Self-interaction in spin-orbit coupling? In spin orbit coupling, in an atom motion of electrons about nucleus generates magnetic field and we consider this field to interact with magnetic moment of electron. It sound strange as in electrostatics a field is generate by a charge particle but this field does not interact with its origin charge. Doesn't this contradict ?
 A: A good picture is to jump on board the electron and ask yourself what is going on in the reference frame in which it is momentarily at rest. In that frame there is a magnetic field whose source is the nucleus of the atom. It can be calculated conveniently by a Lorentz transform from the rest frame of the nucleus. Anyway, there it is. The magnetic dipole of the electron then interacts with this magnetic field. The only difficulty with this approach is that you have to then allow for the Thomas precession, which is a precession of the axes of the sequence of inertial frames in which the electron is momentarily at rest.

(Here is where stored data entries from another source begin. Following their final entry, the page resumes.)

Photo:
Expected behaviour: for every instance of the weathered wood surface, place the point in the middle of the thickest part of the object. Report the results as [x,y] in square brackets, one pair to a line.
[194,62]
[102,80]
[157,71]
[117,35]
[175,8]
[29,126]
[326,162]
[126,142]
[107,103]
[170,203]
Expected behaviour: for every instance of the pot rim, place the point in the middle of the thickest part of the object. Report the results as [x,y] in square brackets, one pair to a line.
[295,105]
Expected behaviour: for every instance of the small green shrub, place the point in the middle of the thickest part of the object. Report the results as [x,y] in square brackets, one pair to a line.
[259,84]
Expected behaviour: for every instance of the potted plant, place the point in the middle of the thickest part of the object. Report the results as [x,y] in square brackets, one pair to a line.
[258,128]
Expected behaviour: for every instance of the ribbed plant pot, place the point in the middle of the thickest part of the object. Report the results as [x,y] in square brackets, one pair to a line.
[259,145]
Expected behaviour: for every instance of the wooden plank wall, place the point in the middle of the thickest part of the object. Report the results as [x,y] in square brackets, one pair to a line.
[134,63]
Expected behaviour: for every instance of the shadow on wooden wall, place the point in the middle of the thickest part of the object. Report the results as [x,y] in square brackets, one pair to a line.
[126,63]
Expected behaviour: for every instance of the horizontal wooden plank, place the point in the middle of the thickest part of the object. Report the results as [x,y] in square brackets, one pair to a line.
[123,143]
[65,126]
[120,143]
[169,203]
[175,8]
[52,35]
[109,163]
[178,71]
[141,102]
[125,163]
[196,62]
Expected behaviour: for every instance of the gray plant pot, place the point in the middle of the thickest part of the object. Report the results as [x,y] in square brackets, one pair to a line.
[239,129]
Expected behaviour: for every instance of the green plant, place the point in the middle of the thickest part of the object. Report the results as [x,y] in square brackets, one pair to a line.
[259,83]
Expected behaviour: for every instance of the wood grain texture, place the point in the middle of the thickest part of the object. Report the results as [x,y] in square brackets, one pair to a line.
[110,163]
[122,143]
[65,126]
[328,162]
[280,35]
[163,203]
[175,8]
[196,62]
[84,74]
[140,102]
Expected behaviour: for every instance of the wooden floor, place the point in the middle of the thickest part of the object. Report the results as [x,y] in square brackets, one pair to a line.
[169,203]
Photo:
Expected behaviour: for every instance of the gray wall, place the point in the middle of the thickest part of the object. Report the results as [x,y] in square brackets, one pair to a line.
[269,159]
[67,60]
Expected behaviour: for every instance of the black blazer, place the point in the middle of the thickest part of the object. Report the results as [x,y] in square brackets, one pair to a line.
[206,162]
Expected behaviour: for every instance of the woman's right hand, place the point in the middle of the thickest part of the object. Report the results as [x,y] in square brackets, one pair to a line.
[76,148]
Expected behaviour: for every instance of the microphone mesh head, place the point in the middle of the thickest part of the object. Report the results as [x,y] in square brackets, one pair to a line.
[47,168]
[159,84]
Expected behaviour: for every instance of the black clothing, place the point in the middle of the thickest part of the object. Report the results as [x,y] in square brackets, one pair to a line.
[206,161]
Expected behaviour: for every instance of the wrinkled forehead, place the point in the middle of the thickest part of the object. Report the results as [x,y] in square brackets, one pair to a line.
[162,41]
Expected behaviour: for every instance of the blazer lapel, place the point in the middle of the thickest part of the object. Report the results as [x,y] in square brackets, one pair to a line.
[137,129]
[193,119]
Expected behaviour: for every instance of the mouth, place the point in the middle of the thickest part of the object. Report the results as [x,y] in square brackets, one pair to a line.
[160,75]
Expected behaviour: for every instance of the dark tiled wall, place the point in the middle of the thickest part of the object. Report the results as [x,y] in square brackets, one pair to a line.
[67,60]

The other perspective is to stay in the rest frame of the nucleus, where there is just the electric field of the nucleus. Then the moving magnetic dipole of the electron presents an electric dipole moment. But I think this second way is not so physically intuitive as the first.
In either case, you are correct that no (physically small) charge or dipole interacts with the field that it itself generates. Rather, a property of the electron interacts with a field produced by the nucleus.
A: An electron has a magnetic moment. When the electron moves it is perceived as having an electric dipole moment as well. This interacts with the nuclear electrostatic field.
A: It's in the name $\textbf{spin-orbit}$ coupling. The source of the magnetic field is the orbital angular momentum, whose origin was discussed by Andrew's answer. And the dipole that is interacting with it is due to the spin. So the field does not interact with the origin of the dipole as the source of the two are different.